From a recipe by P E Tetterton from Margaret River in CWA Cookbook.
I have had this recipe book on my shelves for years. The cover has vanished and the remainder is not in the best condition. From pouring over the pages it is obvious that the book is a Country Women’s Association cookbook—a very old one. Having been going through a period of looking again at old books I thought I’d give this one a go.
The instructions are short and the list of ingredients, unlike those is more modern books, does not have them arranged in order of use, which tends to be quite irritating. I obviously fell into traps as I made the sausages.
My main error was to think that the egg and the breadcrumbs listed was for the final coating of the sausages before they were fried. Once I began the frying it seemed that the egg and the breadcrumbs were to go in the sausage mix. The egg and breadcrumbs for the coating were not listed.
As I made the sausages I had to modify the recipe considerably. Potatoes (500g) were boiled, mashed and left to cool. Cheddar cheese, about the same quantity as the potatoes, was grated and added to the potato. An onion was grated and also added. At this stage the mixture seemed to have a good doughy consistency. I added a teaspoon of mixed herbs and a pinch of chilli powder.

The recipe now called for a cup of warm water with a tablespoon butter melted in it to be added. I thought that this would make the mixture far too soft to be usable so ignored the instructions. Now that I have made the sausages it would appear that the egg and breadcrumbs I used for the coating should also have been added and another egg and breadcrumbs (not listed) were to be used to coat the sausages.

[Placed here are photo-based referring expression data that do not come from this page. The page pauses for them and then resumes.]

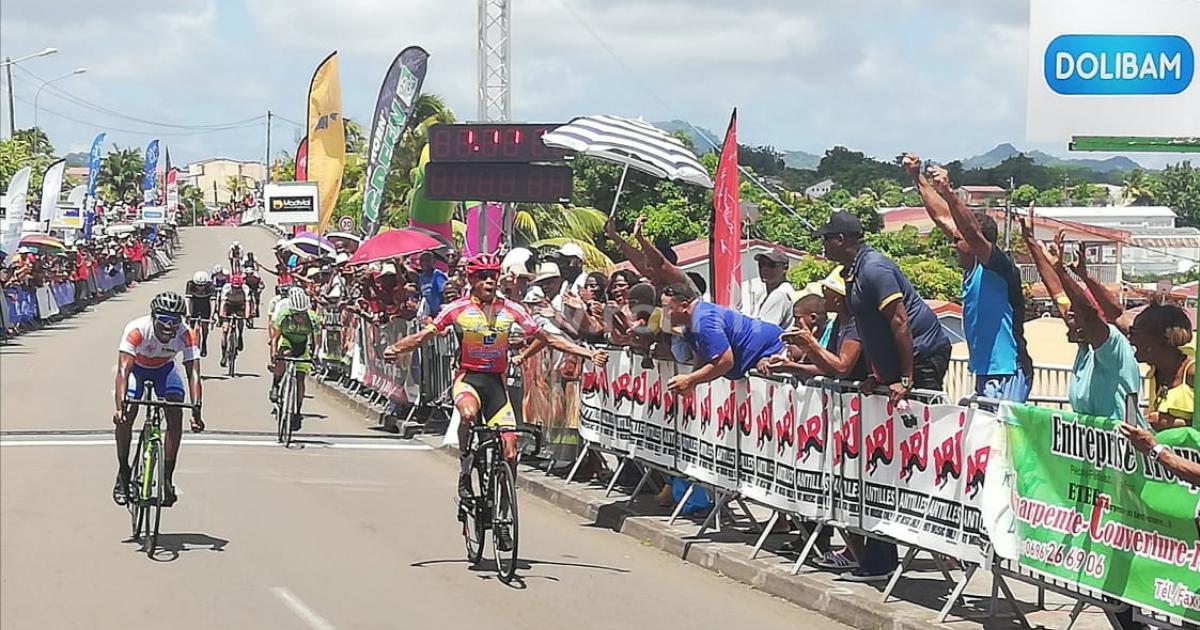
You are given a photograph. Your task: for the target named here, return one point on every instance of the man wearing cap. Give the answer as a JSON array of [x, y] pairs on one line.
[[777, 305], [903, 339]]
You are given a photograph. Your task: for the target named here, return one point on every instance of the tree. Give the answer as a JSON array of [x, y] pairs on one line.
[[120, 175]]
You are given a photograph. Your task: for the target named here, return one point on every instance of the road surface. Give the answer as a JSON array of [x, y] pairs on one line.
[[354, 531]]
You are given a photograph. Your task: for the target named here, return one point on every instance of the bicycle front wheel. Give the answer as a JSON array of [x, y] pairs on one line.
[[504, 515]]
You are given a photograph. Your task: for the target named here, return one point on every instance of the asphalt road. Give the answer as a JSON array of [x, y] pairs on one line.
[[354, 531]]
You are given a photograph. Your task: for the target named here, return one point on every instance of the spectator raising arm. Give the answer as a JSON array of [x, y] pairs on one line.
[[934, 204]]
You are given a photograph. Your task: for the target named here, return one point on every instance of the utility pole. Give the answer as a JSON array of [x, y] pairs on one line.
[[12, 112], [268, 147]]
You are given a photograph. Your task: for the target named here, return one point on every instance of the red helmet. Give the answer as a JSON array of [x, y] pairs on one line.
[[484, 262]]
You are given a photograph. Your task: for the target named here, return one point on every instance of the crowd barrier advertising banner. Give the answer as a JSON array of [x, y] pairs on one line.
[[1092, 510]]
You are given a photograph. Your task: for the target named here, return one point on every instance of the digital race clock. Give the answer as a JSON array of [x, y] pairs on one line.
[[459, 181], [492, 142]]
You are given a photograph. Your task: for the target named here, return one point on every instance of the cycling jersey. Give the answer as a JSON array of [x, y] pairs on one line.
[[148, 352], [484, 331]]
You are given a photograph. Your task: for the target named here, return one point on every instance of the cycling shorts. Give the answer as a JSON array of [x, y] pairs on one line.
[[297, 348], [166, 382], [491, 394]]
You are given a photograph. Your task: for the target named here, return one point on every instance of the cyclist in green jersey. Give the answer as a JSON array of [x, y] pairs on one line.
[[293, 334]]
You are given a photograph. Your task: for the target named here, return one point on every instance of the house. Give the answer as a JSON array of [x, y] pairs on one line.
[[820, 189], [982, 196], [213, 178]]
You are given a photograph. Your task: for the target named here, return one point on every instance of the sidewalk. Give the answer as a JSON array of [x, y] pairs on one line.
[[913, 605]]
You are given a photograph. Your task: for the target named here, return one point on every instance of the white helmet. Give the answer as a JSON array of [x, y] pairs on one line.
[[298, 299]]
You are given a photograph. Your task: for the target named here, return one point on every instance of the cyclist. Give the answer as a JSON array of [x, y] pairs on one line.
[[483, 323], [232, 303], [235, 257], [147, 352], [201, 294], [293, 334]]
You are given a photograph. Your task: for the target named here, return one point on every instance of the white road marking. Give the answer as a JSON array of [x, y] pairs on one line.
[[267, 442], [301, 610]]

I dipped my sausages in beaten egg and then breadcrumbs and began to fry them in a little oil. The cheese began to ooze out as it melted and the sausages began to collapse. I pulled them out of the pan and rethought the remaining sausages. I decided to double coat, giving them an extra dip in the egg and then the breadcrumbs. This worked reasonably well so I at least did have something to eat.
The sausages were served with cannellini beans in basil and tomato sauce, and some slow-baked tomatoes topped with goat cheese and a parsley and macadamia pesto. Despite the problems the sausages were not too bad to eat though I certainly would not make them again, even after having (I think) sorted the recipe out. I might put this book away for a while if this recipe is indicative of the difficulties associated with the instructions.